The Sanger Institute, after deciding “some time ago” that it wanted to scale up its capacity for second-generation sequencing, subjected its Illumina and ABI sequencers to “fairly extensive” testing, according to Julian Parkhill, director of sequencing at the institute.
 
“What we came up with after looking at it in house, and also talking to the manufacturers about potential future developments, is that there really wasn’t a great deal to choose between them,” he said. “They have very similar accuracies, they have very similar throughputs, they have very similar costs. And on those bases, it would be very difficult to make a decision between them.”
 

“They have very similar accuracies, they have very similar throughputs, they have very similar costs.”

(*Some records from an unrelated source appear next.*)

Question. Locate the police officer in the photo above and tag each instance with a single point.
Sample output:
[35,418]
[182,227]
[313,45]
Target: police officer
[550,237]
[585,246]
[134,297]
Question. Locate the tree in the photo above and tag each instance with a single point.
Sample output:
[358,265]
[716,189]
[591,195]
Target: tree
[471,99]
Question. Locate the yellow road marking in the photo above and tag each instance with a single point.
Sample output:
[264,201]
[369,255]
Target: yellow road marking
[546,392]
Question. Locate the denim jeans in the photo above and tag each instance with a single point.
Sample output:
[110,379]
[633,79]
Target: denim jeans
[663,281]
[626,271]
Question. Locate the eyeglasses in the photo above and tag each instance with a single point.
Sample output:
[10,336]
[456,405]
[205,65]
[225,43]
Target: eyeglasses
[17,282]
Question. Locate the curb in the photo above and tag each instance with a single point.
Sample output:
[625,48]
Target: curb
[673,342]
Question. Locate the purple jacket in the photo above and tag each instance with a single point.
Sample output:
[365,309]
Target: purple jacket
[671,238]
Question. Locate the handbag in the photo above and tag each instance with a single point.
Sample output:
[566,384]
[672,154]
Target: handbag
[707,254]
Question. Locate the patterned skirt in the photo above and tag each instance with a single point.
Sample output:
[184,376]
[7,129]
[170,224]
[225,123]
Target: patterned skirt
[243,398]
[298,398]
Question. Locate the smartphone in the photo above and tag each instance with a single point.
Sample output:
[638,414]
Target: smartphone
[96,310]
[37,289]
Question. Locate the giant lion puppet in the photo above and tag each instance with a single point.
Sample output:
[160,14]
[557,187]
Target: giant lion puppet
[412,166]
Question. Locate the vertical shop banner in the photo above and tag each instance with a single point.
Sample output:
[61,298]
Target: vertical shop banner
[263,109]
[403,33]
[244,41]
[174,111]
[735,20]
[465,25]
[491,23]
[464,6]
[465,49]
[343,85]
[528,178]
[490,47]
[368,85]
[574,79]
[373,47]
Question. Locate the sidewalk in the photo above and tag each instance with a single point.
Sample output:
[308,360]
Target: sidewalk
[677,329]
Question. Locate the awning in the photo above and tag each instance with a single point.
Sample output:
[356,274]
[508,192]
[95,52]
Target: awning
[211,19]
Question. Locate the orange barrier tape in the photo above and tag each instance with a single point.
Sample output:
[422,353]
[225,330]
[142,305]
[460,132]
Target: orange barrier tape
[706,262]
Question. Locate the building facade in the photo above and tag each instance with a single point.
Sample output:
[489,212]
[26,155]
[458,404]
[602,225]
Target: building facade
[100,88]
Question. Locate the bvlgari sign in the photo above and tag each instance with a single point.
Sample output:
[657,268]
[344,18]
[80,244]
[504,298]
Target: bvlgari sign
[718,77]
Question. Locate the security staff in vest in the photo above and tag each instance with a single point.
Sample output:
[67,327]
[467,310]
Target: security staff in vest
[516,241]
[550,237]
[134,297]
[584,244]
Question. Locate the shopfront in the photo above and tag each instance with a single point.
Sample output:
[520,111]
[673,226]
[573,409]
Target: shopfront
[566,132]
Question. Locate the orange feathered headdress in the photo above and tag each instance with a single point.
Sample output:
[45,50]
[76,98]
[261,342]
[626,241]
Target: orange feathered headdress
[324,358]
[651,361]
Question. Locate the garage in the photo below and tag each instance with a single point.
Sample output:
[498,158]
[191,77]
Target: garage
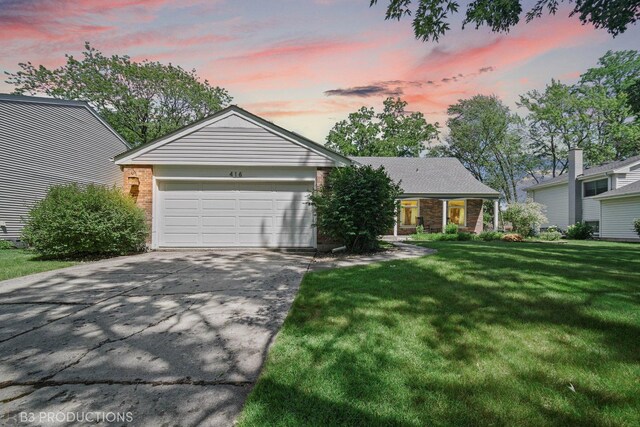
[232,179]
[235,214]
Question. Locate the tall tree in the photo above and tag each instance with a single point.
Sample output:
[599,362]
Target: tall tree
[141,100]
[557,122]
[393,132]
[489,141]
[431,17]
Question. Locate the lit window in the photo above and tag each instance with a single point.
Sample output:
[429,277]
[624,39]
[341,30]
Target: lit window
[457,212]
[593,188]
[408,212]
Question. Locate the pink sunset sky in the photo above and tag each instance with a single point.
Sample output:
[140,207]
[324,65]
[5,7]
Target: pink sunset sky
[307,64]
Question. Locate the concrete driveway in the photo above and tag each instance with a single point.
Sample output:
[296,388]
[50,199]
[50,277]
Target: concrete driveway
[164,338]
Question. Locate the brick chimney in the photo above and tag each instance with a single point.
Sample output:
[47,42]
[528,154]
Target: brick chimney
[576,166]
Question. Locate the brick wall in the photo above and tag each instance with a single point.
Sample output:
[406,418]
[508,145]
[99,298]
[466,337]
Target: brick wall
[141,189]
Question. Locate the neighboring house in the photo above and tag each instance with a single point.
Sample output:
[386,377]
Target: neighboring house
[236,180]
[604,196]
[46,141]
[437,191]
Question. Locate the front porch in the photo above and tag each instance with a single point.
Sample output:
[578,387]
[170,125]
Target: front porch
[435,213]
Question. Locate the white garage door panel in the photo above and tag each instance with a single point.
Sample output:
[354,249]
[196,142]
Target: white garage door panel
[209,214]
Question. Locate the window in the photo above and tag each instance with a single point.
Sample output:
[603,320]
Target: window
[593,188]
[457,212]
[595,225]
[408,213]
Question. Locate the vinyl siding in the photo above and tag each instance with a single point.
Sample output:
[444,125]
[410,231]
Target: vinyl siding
[556,199]
[618,216]
[627,178]
[232,141]
[590,209]
[44,144]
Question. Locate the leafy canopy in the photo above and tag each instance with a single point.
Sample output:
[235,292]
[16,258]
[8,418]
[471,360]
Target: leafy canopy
[356,206]
[394,132]
[489,141]
[142,101]
[431,17]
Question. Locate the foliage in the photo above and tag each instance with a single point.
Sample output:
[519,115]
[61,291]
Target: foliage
[356,205]
[451,228]
[394,132]
[78,222]
[550,235]
[140,100]
[426,341]
[513,237]
[488,139]
[580,231]
[21,262]
[6,244]
[488,236]
[526,217]
[431,17]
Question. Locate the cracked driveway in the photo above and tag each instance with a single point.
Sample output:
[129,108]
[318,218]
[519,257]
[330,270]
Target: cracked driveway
[173,338]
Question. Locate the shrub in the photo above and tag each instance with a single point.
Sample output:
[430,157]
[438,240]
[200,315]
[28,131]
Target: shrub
[451,228]
[525,217]
[580,231]
[490,235]
[5,244]
[73,221]
[550,235]
[356,205]
[512,237]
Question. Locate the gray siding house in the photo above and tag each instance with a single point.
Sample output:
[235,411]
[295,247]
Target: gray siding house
[606,196]
[47,141]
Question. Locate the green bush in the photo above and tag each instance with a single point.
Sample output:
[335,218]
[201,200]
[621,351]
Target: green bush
[580,231]
[5,244]
[550,235]
[75,221]
[451,228]
[490,235]
[526,217]
[356,205]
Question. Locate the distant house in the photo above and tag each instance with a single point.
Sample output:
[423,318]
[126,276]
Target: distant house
[606,197]
[47,141]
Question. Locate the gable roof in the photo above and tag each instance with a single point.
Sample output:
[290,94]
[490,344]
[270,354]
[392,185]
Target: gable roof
[588,173]
[625,191]
[431,176]
[64,103]
[240,119]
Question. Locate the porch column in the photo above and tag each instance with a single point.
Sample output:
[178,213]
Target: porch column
[395,223]
[444,215]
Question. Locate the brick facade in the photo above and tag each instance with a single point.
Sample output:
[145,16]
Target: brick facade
[138,183]
[431,212]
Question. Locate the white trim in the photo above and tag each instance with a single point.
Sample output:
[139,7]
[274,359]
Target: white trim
[465,211]
[229,179]
[409,226]
[191,129]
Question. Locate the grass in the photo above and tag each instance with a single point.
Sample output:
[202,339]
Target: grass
[20,262]
[480,333]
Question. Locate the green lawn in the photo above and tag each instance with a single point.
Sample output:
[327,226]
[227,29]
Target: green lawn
[20,262]
[478,334]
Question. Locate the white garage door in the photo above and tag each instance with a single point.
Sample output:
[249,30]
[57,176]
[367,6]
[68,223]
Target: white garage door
[247,214]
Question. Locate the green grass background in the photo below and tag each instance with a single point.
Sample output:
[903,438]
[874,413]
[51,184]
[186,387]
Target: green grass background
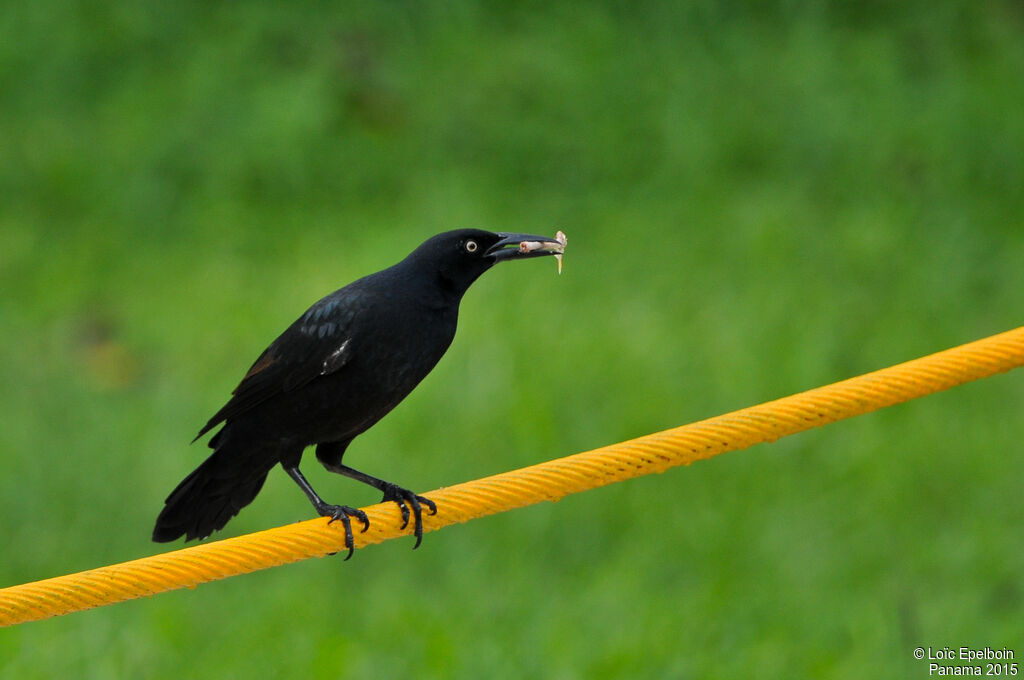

In the end, the institute decided that it would be easier and cheaper to fit additional instruments into its existing pipelines for the Illlumina platform than to build a new pipeline for SOLiD. “The marginal incremental cost of putting in further Illuminas is a lot lower than the cost of putting a similar number of SOLiDs into production,” Parkhill said.
 
But other users might come to different conclusions, he cautioned. “I don’t think people should take our choice as, necessarily, a comment on the relative qualities of each machine,” he said. “The reasons that we chose [Illumina] are very specific to our operations.”
 
Another possible factor in its decision is that Illumina’s UK headquarters — the former Solexa site — is a five-minute drive from the Sanger Institute, a proximity that could facilitate interactions between the two.
 
Parkhill acknowledged that the GA and the SOLiD platforms each have strengths and weaknesses for different applications, and vary in characteristics such as accuracy, sample requirements, or need for a reference sequence. But these differences were not large enough to call a winner.
 
“Any new group would have to look at the pros and cons themselves for the particular applications they wanted to use the machines for before they came to a decision, and I don’t necessarily think they should use our decision as a precedent,” he said.
 
Sanger scientists will use about half of the new instruments in externally funded projects, among them several cancer projects as well as a mouse project that aims to resequence about a dozen laboratory strains with different phenotypes.
 
The other half of the new machines will be devoted to internal projects, including expanding existing studies in the areas of human resequencing, cancer, and pathogen genomics, according to Parkhill. They will also help with “some continued moving of existing projects onto new technology,” he said.
 
In addition, Parkhill said, he and his colleagues found that an increasing number of Sanger faculty needed access to second-generation sequencing for applications like RNA sequencing, ChIP sequencing, and paired-end sequencing.
 
“We are finding a lot more of the faculty at the institute are taking on, or asking to use, the machines for new projects,” he said.
 
ABI: ‘Total’ Solutions
 
According to ABI, time might also have played a role in the Sanger’s decision to pass SOLiD over for its recent purchase. “They’ve had more hands-on experience with the Illumina technology and needed to achieve some major milestones quickly,” Jason Liu, senior director of business operations for SOLiD, said in an e-mail. “Their decision was driven primarily by timing, not by technology per se.”
 
Liu mentioned that ABI and cancer researchers at the Sanger Institute collaborated earlier this year to characterize structural variations in lung cancer and plan to submit their results for publication in the next few months (see In Sequence 5/13/2008).
 
Besides the Broad Institute, he said, other genome centers “are in the pipeline” for scaling up on SOLiD technology. ABI is focusing on “closing the gap with Illumina by putting strategic focus on the ‘total’ application solution,” he explained, for applications such as de novo sequencing, resequencing, or transcriptome sequencing.
 
On the bioinformatics front, besides a number of commercial and academic bioinformatics developers who have made their tools compatible with SOLiD, ABI has “commitments from several other developers” to do the same. ABI will help these and other efforts by “thoroughly documenting our color space algorithms,” Liu said.